Opioid prescribing has also been on the decline since 2010 and the number of prescriptions filled at retail pharmacies is at a 15-year low, according to the U.S. Food and Drug Administration.
But Nicholson said the effects of the crackdown have been chilling and have created a level of unintended oversight.
“Much of what is in the CDC’s guidelines is quite well accepted by everyone,” she said. “They were guidelines issued for primary-care physicians, not for specialists … but there were a few provisions in those guidelines that were … turned into laws and mandatory policies.”
Dr. Alaa Abd-Elsayed, medical director for pain services at the University of Wisconsin-Madison School of Medicine and Public Health, agrees that opioid prescribing went from one extreme to the other.
“(Doctors) started aggressively weaning down opioids very quick to be compliant with the guidelines and stop opioids,” he said. “And in my opinion it doesn’t work this way.”
That approach leaves an unnecessary gap in a patient’s care, he said.

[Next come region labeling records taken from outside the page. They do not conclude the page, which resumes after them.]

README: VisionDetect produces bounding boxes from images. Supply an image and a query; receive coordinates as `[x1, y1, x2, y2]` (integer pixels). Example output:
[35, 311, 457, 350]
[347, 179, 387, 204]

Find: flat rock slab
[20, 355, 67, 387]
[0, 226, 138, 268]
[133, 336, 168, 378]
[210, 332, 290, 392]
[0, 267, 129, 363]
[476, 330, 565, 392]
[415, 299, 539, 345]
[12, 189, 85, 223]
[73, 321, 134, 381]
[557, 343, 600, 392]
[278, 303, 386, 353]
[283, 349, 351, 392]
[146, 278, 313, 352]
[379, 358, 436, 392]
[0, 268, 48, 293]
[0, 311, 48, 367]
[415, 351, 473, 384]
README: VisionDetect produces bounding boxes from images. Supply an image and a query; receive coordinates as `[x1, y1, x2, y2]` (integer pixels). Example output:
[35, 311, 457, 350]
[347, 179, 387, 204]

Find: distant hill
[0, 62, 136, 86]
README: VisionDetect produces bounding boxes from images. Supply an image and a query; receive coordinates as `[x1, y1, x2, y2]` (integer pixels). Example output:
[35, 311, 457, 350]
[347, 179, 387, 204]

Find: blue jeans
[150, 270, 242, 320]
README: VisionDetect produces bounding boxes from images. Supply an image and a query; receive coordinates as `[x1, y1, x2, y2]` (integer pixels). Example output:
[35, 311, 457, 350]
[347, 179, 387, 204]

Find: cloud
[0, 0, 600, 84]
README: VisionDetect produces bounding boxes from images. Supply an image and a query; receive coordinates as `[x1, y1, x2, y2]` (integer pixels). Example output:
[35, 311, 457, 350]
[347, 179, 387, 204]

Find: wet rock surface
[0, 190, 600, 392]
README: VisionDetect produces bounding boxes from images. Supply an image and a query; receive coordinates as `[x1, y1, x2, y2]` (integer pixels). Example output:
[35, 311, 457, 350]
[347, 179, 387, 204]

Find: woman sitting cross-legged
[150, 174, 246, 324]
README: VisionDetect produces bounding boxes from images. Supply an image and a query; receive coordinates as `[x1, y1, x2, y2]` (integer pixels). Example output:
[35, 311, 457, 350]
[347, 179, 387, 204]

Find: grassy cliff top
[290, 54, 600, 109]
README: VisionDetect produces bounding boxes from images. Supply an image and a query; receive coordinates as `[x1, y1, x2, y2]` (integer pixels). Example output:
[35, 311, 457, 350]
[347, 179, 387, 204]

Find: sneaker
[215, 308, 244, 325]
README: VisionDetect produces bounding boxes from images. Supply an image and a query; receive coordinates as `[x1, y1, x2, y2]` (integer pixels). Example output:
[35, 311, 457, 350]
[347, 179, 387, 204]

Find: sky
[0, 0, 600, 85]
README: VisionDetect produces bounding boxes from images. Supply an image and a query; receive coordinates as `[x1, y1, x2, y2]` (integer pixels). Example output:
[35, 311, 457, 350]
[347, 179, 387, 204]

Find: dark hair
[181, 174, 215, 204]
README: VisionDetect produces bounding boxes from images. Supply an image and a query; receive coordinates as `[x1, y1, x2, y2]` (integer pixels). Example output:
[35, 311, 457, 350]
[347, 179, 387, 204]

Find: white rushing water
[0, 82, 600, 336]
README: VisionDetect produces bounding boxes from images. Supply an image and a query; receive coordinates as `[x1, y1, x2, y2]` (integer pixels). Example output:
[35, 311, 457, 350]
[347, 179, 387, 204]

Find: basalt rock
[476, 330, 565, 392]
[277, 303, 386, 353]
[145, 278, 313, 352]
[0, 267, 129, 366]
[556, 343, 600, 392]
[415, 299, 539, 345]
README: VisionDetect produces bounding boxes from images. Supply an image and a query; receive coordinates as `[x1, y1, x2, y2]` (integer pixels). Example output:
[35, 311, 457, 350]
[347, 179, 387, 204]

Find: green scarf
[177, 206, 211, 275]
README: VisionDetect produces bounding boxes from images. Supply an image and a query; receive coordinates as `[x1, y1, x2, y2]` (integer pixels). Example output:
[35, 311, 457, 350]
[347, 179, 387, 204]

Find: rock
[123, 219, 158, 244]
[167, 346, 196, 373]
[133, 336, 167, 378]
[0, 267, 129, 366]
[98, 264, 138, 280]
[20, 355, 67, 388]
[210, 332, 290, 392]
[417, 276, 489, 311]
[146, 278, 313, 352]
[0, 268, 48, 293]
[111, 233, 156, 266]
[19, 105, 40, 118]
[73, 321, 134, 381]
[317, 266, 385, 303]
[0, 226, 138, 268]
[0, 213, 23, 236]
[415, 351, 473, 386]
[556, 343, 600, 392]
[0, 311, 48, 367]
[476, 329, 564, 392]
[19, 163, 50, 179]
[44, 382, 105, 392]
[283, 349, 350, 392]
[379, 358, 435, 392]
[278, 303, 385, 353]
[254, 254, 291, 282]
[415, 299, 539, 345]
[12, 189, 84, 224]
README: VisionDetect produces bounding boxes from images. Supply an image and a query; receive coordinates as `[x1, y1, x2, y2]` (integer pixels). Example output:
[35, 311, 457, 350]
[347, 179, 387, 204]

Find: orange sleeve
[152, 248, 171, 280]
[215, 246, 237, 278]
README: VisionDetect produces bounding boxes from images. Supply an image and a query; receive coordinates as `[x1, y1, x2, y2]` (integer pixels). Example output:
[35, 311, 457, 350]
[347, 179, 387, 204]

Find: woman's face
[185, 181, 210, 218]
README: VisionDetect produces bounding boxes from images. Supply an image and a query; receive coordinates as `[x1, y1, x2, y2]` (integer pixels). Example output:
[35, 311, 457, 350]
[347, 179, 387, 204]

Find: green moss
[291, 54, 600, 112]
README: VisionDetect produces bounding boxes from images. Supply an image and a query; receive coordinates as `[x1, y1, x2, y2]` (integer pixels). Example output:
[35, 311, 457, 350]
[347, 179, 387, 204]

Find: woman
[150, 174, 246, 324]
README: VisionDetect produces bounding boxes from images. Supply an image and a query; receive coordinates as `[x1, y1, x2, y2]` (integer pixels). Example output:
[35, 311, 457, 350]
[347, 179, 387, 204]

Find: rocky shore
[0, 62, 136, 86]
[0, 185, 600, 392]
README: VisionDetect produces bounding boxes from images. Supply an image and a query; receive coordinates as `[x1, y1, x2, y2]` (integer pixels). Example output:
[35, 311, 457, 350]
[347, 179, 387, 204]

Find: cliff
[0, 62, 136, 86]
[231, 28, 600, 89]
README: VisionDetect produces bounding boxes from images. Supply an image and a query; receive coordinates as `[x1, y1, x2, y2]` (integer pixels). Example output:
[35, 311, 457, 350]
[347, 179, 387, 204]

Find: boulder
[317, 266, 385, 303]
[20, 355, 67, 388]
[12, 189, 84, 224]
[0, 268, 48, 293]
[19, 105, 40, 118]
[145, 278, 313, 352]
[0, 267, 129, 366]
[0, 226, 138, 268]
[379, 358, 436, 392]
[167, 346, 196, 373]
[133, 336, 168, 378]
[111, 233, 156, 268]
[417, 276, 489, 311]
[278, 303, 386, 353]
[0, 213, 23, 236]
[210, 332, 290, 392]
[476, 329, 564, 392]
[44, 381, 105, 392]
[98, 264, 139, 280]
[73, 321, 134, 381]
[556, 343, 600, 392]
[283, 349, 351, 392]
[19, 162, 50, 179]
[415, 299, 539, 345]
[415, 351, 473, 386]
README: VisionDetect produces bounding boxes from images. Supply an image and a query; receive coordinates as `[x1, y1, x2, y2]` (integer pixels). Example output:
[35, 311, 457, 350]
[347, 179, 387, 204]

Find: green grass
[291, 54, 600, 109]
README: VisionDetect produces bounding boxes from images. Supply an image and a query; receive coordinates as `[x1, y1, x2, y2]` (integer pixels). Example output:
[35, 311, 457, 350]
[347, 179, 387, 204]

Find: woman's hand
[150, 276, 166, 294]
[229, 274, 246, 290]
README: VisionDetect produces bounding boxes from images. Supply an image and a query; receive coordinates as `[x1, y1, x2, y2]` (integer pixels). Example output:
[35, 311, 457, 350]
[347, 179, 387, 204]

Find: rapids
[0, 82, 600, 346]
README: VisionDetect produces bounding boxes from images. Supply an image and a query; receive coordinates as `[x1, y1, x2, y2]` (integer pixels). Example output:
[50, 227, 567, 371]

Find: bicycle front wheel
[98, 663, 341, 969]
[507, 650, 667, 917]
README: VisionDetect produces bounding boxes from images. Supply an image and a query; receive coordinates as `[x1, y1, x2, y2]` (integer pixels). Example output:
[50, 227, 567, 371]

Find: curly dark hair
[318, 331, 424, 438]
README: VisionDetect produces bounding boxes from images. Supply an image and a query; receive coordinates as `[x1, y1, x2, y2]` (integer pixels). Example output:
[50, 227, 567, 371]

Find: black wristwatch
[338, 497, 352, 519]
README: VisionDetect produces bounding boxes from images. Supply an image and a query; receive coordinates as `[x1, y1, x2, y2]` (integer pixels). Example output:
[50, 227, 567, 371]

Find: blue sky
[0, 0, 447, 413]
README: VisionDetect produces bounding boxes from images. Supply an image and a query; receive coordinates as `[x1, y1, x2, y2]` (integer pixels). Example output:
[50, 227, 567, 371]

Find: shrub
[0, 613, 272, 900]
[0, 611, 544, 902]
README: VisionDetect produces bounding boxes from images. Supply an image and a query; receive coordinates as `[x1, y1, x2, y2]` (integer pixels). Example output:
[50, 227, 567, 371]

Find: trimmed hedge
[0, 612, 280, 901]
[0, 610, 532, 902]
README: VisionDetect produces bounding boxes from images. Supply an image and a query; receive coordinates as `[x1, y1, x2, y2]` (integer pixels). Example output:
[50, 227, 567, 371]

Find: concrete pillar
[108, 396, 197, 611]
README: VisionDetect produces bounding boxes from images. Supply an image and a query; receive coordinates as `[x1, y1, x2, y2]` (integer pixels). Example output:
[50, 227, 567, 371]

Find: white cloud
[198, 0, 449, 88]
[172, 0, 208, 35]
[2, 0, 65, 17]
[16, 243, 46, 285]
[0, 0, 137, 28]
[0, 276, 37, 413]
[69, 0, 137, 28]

“You have to provide alternatives to treat the pain and then slowly and gradually wean down the opioids so patients don’t get withdrawal,” Abd-Elsayed said. “Weaning down the medications very quick can be very unpleasant.”
Abd-Elsayed prefers to try alternative treatments, such as physical therapy, yoga or psychology and over-the-counter medications like tylenol and ibuprofen before turning to opioids.
However, there are situations where opioids are an important part of treatment, though they must be monitored and tailored to the patient, he said. For some patients, a low dose for a short amount of time is necessary to even begin physical therapy, he said, and for others, like cancer or palliative care patients, opioids are needed.
“Sometimes we start opioids for certain duration of time to achieve certain goals and then we stop them,” he said. “People think you start opioids and the patient has to be on them forever. That’s not true.“
Opioids are very effective at treating chronic secondary pain over a short period of time, but there is little evidence that opioids are effective as a long-term solution to chronic pain, said Dr. Matt Hearing, a neuroscientist at Marquette University College of Health Sciences.
Over time, patients develop tolerance to the drug so they have to continue to take more and more for it to be effective, he said, and there is increasing evidence that having chronic pain can change parts of the brain’s reward system that could make people more susceptible to developing addiction.
For example, with chronic back pain, opioids will diminish the pain, but they won’t address the root of the pain, he said.
“People are given pain medications to dull the pain, but they aren’t provided with alternative means like physical therapy,” Hearing said. “Once you have this initial insult that causes you pain over a long period of time, that change in your body … what you’re left with, is something different, so you need to find a way to restore or rebuild.”
The realization that opioids aren’t a good long-term solution to chronic pain have left both patients and physicians in a difficult space.
“I think it’s important to understand or get rid of this kind of negative stigma that you know that it’s their fault,” Hearing said. “It’s kind of been pushed upon them in part because you know it was deemed the proper treatment at that time and now they’ve been put in a state of change.”
Nicholson said there has always been a stigma attached to pain, but the current climate has inflamed it.
“Pain patients are seen as drug seekers and liabilities,” she said. “What’s happening with physicians, it’s not like they want to drop their patients, but they’re concerned about liability. And and in some senses pain patients are also seen as further residue of the shame of overprescribing and the deaths that we see.”